Hello. While reading the CUTLASS documentation CUTLASS efficient gemm doc. I came across a concept I’d like to understand better. In GEMM, when using a persistent kernel, it seems that the number of thread blocks is set to match the number of SMs, and a tile scheduler assigns tiles to these thread blocks. What are the advantages of this approach compared to allocating a thread block for each tile? Is it generally beneficial to divide the work based on the number of SMs, or is this approach specifically advantageous due to the nature of GEMM operations?
persistent kernels may offer benefits:
- lower latency - there is no kernel launch overhead, so if your communication or work delivery scheme is efficient, sometimes its possible to reduce latency of processing. Other techniques to reduce latency include copy/compute overlap and use of CUDA graphs
- persistent data - a persistent kernel also means that data can “persist” e.g. in shared memory or even registers (that is, in data storage in the GPU die itself, as opposed to off-die e.g. in GPU DRAM). This can have a variety of benefits.

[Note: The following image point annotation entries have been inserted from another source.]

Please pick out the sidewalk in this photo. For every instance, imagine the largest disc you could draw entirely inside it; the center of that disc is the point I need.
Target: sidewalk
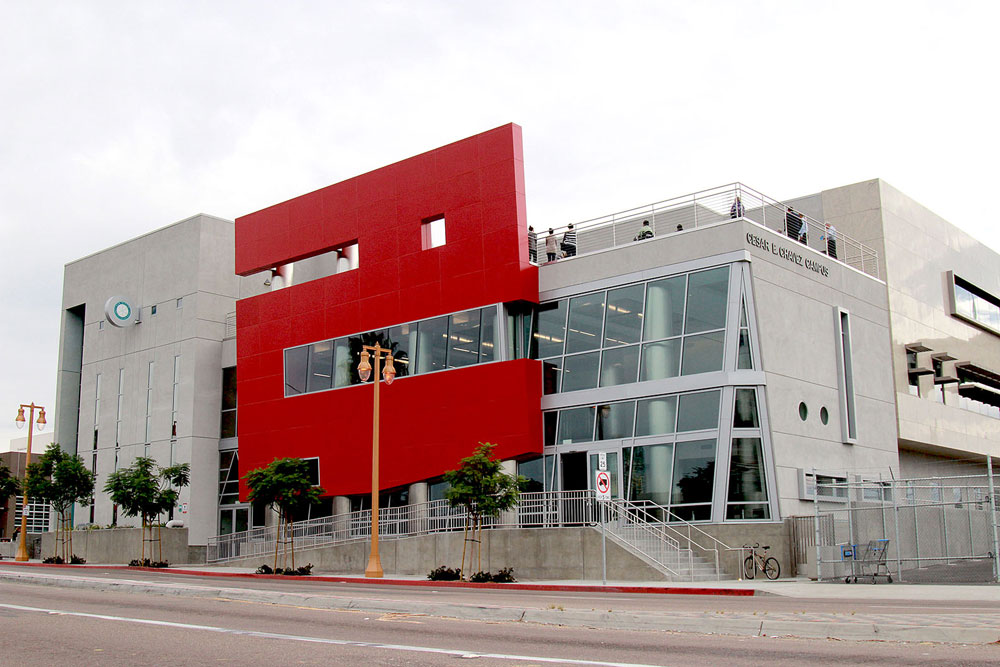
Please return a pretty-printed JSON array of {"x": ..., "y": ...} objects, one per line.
[
  {"x": 978, "y": 626},
  {"x": 792, "y": 588}
]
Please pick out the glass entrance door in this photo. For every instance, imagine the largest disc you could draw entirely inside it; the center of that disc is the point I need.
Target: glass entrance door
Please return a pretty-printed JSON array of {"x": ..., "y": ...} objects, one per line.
[{"x": 234, "y": 519}]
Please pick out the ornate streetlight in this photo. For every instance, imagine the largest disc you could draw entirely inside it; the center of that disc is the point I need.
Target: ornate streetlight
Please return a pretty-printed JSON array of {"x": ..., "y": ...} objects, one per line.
[
  {"x": 374, "y": 568},
  {"x": 22, "y": 545}
]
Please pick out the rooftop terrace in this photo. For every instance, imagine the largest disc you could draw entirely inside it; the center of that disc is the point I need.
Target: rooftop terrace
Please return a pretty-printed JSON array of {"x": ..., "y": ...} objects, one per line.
[{"x": 710, "y": 207}]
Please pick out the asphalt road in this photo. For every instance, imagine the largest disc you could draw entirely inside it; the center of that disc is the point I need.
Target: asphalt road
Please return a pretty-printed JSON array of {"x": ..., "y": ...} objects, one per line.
[
  {"x": 46, "y": 625},
  {"x": 955, "y": 609}
]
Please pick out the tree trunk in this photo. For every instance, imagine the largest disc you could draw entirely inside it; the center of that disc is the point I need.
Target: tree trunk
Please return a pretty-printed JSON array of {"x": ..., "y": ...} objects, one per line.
[
  {"x": 277, "y": 537},
  {"x": 291, "y": 539},
  {"x": 479, "y": 544},
  {"x": 465, "y": 542},
  {"x": 55, "y": 545}
]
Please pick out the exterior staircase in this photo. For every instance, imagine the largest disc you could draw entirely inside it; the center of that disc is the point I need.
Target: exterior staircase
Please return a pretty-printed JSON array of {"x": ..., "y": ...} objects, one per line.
[{"x": 678, "y": 549}]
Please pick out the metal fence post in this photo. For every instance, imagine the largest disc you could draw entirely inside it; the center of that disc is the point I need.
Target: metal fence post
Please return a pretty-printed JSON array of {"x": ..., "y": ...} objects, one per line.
[
  {"x": 993, "y": 518},
  {"x": 899, "y": 559},
  {"x": 819, "y": 550},
  {"x": 944, "y": 527}
]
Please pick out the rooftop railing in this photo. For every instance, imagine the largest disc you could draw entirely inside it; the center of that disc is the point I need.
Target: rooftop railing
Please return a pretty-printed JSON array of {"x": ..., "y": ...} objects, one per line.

It’s generally a good idea to balance work across SMs, this relates to tail effect and other phenomena. A persistent kernel is usually related to the idea of occupancy, in that the kernel will usually be sized (i.e. number of threads, blocks) such that all threads/blocks/warps can be resident on one of the SMs, “all the time”, i.e. for the entire duration of kernel execution. This type of kernel sizing will reduce the time cost/latency of block scheduling and block depositing, since that behavior is removed in the case of persistent kernel, and you are then left with the latency of warp scheduling.
Many of these benefits/effects may be “small” in typical practice. So if you design a simple test case and don’t observe any benefit going from one data item per thread kernel design to a persistent kernel or grid-stride-loop (ie. multiple data items per thread), I probably wouldn’t be able to comment further. The basic mechanisms (e.g. cost of threadblock scheduling) are generally small cost to begin with, so the “benefit” may be small and hard to measure. You can find forum threads where people have tried simple experiments along these lines and not witnessed anything interesting.
The way persistent kernels are done and can be done also have changed over the years.
There is the possibility to launch cooperative kernels now and to do grid wide synchronization.
With cooperative kernels there is a guarantee that all blocks run at the same time, which is also needed for persistent kernels.
So keep this in mind, when reading old documentation.
Thank you all so much for your responses. I’ll run a few more tests, and if I have further questions, I’ll ask again.